National Service personnel should be decorated

National Service personnel should be decorated

Peter Loader draws attention to service personnel who served between 1949 and 1975, that their pay was abated and asked for readers comments to be sent via the editor.

Like many who served, following conscription, their pay was less than that of a ‘regular’, who might have signed on for as little as 3 or 5 years, even though they trained together and worked together.

This was one of the sacrifices National Service personnel made, in addition to career interruptions and opportunities to seek employment interviews and the obligation to serve periods on the Reserve.

There was no talk of a pension or compensation for loss of years contributing to a workplace pension.

1949 was an anxious time and many who served in Egypt lived in tents in the sand.
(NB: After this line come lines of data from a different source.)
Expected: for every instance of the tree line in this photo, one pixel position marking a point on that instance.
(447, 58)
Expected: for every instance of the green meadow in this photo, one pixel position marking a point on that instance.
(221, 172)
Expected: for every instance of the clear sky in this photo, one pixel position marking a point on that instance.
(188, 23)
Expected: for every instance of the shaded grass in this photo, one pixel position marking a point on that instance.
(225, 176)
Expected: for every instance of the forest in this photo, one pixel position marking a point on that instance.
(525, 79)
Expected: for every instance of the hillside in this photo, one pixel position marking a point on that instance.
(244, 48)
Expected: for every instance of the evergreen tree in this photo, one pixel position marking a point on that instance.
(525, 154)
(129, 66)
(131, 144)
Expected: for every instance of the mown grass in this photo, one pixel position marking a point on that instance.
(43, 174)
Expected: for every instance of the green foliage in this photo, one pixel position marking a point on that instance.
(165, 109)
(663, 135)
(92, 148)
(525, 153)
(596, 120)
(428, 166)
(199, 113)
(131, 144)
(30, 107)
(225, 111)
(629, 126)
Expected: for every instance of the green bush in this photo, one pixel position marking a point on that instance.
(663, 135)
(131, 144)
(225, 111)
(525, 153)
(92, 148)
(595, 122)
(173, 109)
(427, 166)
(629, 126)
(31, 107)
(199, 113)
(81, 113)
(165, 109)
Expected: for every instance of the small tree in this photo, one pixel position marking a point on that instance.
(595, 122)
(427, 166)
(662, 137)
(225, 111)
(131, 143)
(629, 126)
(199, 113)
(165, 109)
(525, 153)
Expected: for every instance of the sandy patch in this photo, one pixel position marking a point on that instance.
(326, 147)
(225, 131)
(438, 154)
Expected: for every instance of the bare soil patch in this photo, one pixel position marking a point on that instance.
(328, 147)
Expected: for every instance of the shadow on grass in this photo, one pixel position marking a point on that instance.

When it came to considering the return to the UK, an outbreak of paratyphoid took place on the camp and it was only those who managed to survive a month’s quarantine that made the return trip on the return date.

I endeavoured to suggest that NS personnel should have a general service medal ribbon, as being ‘bare chested’ looked odd on Remembrance Days, but this did not find favour with the authorities.

So one must take one’s hat off to the Suez veterans who persisted in their request for a ribbon, but it took 5 years. The irony is that one could be in a non-combative role, even a civilian, way off shore, in a ship but be entitled to the medal ribbon.

For those with longer memories, the members of the British Expedition Force, who got left behind in ‘France’, often complained they did not receive a campaign medal.